I Love My Home

We have lived here among the Jemison people and found them kind and good. We have bought us a nice home. I don’t like Jemison, but I love my home. It is a comfort to have a nice home, a place where happiness reigns supreme. - Frances, October 1891

Every year, on November 1st, I get a little sad. Once Halloween is over, most people skip right on over to Christmas, missing Thanksgiving entirely. The stores fill with red and green decorations, the movie channels switch to snowy scenes, and almost every TV commercial includes some part of the Nutcracker music. But what about Thanksgiving??

I love Thanksgiving because of the strong ties to family and tradition. Growing up, we always gathered at a family home to celebrate. First, it was my Grandmother’s house in Tuscaloosa - sitting down at the big dining room table. Then my Aunt’s house in Montgomery - taking the family photo on the deck. And my Aunt’s house in Atlanta - snacking on appetizers in the sunroom. A home holds memories like no other place.

From her diary entries, it sounds like Frances struggled with living in Jemison. She never goes into detail about why she doesn’t like Jemison, but she frequently describes her home as a source of comfort and relaxation. She raised her family in that house, and she always felt safe there. Even when the future looked uncertain, she had her home.
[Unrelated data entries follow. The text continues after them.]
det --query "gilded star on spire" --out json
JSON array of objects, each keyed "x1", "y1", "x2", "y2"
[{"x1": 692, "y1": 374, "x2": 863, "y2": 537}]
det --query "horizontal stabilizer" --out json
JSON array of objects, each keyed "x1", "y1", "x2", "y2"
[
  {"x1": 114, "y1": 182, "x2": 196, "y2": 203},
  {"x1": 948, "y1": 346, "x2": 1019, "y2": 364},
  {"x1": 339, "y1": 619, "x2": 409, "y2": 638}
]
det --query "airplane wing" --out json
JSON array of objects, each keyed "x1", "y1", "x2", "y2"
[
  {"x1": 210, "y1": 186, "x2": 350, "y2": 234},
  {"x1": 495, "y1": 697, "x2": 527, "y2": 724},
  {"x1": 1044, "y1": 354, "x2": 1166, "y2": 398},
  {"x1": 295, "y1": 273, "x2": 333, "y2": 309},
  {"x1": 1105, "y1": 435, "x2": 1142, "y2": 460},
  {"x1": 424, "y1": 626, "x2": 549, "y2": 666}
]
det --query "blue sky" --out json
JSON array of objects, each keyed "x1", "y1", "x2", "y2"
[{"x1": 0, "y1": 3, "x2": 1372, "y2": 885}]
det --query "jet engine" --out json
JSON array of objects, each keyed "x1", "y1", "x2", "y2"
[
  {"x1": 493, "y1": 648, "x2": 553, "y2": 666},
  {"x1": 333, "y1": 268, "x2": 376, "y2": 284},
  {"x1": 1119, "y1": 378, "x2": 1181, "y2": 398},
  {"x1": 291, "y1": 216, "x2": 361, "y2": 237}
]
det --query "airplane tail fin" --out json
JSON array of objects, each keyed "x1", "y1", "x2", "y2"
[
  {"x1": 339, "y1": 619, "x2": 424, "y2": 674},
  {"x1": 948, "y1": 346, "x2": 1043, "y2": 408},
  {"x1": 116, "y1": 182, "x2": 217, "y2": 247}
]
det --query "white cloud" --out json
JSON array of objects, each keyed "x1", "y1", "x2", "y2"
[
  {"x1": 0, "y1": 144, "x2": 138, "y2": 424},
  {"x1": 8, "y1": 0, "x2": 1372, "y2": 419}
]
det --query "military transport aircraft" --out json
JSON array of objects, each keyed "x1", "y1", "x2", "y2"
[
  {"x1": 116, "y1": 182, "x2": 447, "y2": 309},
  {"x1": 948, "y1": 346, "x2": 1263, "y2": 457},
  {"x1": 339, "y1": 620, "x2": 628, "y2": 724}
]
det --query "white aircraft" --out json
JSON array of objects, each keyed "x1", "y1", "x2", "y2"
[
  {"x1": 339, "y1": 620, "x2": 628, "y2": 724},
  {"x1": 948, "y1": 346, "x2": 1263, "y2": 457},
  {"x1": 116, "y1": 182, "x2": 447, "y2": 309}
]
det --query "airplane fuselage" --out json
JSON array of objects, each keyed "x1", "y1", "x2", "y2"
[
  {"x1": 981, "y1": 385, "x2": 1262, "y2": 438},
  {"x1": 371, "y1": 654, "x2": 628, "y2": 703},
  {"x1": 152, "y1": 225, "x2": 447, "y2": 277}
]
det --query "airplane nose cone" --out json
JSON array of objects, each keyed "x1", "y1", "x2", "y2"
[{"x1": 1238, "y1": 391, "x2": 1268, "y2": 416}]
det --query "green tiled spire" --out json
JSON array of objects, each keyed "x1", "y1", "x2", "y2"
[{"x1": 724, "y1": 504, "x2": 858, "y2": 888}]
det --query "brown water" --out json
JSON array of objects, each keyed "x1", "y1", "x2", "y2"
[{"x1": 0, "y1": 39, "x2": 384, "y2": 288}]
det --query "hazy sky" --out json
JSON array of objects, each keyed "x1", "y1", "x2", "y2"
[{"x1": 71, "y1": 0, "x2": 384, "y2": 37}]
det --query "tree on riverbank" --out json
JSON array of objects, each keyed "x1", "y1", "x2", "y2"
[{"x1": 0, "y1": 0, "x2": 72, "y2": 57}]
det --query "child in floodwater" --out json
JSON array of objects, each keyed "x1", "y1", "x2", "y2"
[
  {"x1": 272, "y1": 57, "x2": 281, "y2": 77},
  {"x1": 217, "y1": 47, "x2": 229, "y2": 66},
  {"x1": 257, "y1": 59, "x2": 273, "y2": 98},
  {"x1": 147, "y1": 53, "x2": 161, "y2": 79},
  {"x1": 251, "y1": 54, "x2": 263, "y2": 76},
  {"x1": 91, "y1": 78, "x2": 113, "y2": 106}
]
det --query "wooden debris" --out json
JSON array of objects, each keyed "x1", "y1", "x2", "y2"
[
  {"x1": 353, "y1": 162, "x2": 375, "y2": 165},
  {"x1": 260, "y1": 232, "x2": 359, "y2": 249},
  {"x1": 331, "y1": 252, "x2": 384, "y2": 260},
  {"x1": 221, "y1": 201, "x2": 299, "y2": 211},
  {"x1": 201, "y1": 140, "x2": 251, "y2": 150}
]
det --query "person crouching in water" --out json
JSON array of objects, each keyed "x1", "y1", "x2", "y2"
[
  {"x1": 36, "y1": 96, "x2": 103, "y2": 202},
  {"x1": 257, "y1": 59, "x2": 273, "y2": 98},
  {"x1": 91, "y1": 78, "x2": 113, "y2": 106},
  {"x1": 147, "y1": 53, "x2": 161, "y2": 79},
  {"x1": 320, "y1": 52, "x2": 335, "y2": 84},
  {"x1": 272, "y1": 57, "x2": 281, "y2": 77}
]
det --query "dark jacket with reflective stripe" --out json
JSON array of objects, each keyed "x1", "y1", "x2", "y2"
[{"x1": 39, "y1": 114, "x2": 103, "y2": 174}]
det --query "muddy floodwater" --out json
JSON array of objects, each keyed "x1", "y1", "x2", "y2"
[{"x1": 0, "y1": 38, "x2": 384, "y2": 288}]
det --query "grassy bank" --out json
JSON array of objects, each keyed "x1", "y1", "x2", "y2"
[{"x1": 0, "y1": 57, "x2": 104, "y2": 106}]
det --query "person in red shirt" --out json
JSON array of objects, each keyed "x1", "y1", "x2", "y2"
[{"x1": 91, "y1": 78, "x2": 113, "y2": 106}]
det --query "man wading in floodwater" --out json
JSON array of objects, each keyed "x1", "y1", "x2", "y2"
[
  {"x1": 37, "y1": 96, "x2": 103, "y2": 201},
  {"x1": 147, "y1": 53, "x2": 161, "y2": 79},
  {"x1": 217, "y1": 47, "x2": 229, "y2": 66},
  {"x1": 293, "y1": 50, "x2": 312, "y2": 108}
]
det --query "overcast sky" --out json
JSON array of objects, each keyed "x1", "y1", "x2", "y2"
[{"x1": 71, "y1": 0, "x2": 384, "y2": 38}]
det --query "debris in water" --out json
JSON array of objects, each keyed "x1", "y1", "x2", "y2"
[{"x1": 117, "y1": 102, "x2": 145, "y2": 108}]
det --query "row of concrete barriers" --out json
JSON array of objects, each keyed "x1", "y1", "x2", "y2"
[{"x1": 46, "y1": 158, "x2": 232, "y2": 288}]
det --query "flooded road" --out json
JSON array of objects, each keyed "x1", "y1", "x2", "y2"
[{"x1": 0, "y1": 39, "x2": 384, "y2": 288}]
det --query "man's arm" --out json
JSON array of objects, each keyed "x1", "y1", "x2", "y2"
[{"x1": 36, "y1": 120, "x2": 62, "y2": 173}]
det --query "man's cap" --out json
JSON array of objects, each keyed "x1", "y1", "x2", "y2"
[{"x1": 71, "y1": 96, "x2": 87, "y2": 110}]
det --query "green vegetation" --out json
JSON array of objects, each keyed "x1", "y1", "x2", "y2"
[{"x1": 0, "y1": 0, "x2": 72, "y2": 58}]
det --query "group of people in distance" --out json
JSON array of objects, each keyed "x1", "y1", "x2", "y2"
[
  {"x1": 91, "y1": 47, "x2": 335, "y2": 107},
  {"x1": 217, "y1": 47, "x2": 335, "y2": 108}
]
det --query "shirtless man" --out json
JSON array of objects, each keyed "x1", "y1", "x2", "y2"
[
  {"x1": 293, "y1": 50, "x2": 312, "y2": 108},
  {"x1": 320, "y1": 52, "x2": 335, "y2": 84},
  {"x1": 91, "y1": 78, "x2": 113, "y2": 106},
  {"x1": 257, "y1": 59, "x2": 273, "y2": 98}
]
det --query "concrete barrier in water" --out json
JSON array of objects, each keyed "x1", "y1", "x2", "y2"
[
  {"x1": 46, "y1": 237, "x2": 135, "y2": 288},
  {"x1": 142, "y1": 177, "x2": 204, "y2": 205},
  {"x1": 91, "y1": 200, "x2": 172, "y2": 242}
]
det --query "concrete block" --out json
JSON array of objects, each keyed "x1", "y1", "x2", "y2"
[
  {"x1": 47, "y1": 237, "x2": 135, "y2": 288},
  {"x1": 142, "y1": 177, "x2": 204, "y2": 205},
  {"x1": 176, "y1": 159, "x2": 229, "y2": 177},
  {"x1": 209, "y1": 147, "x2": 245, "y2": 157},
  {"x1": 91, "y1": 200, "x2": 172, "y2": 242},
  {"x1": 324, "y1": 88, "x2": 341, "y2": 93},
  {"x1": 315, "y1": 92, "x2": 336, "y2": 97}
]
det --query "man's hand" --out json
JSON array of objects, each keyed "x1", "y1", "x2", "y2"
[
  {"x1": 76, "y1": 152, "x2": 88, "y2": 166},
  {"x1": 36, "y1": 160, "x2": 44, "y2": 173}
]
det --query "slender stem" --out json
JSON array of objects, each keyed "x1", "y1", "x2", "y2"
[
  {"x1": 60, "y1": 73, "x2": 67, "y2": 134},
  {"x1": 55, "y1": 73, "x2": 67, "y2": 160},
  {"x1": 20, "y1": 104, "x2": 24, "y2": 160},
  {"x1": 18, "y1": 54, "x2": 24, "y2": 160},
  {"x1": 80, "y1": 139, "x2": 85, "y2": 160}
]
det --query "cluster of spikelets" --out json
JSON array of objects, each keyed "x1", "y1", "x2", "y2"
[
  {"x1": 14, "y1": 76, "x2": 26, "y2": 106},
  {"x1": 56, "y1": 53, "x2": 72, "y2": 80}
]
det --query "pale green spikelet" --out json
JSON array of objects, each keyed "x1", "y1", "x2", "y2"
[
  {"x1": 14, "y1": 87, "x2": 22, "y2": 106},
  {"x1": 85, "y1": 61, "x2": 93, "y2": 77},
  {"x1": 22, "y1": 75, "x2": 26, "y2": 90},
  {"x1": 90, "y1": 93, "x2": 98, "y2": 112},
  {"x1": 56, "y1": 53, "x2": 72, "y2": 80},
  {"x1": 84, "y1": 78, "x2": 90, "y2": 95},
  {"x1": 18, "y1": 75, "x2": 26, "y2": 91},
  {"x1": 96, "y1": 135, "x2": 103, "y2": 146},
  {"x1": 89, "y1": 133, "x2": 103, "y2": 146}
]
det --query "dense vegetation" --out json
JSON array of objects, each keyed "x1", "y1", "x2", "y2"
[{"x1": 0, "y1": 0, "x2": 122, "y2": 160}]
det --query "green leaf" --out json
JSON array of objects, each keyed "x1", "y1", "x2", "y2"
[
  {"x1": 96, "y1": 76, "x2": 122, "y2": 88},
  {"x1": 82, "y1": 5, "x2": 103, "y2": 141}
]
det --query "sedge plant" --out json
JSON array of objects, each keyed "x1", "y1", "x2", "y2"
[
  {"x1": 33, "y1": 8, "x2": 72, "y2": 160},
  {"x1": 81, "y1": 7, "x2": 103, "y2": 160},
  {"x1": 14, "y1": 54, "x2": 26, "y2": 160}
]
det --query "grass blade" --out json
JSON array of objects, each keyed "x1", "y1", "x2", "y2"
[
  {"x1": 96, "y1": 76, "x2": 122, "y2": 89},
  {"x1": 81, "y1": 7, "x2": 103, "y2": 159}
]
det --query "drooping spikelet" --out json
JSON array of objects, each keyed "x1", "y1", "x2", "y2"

There is something wonderful about having a secure, safe place to call home. This Thanksgiving season, as we dust off the family recipes, let’s take a moment to remember the places of our past. Sometimes, home really IS where the heart is.

I Ought To Be Happy

This is the thrice anniversary of our marriage.  I ought to be happy.  Here I have a nice comfortable home, a dear kind husband.  Two of the dearest little ones in the world.  I am, most of the time.  Sometimes I am about half sick - feel real bad + imagine Mr. Grimes don't love me, but I reckon he does - he does think to say a few kind sympathetic words.  I was never petted in the least in my life.  Why should I expect it now?   - Frances, June 1892

 

Every time I read Frances' diary, this entry stands out.  Here she is, on her third wedding anniversary.  Living the life she is 'supposed' to live.  Raising two children.  Living in a nice house.  Maintaining that household (with the help of a cook and a nurse).  Supporting her husband.  She has all the comforts a woman could want.

But why isn't she happy?  Are these fleeting moments of sadness - or a more telling description of her married life?  She calls her husband Mr. Grimes - was this just formality, or something deeper?  Was she seeking more affection and connection with her husband?  Or was she just tired that day?

So many questions from one entry, and such a revealing glimpse into her world.  Have you ever felt like Frances?  Felt disconnected from your loved ones?  Felt guilty for not being grateful enough?  Those are definitely familiar to me. 

Journals contain more than lists and recipes - they also hold our doubts, fears, and insecurities.  We are all complicated, messy, beautiful humans - at both our highest and our lowest - and we are more alike than we are different.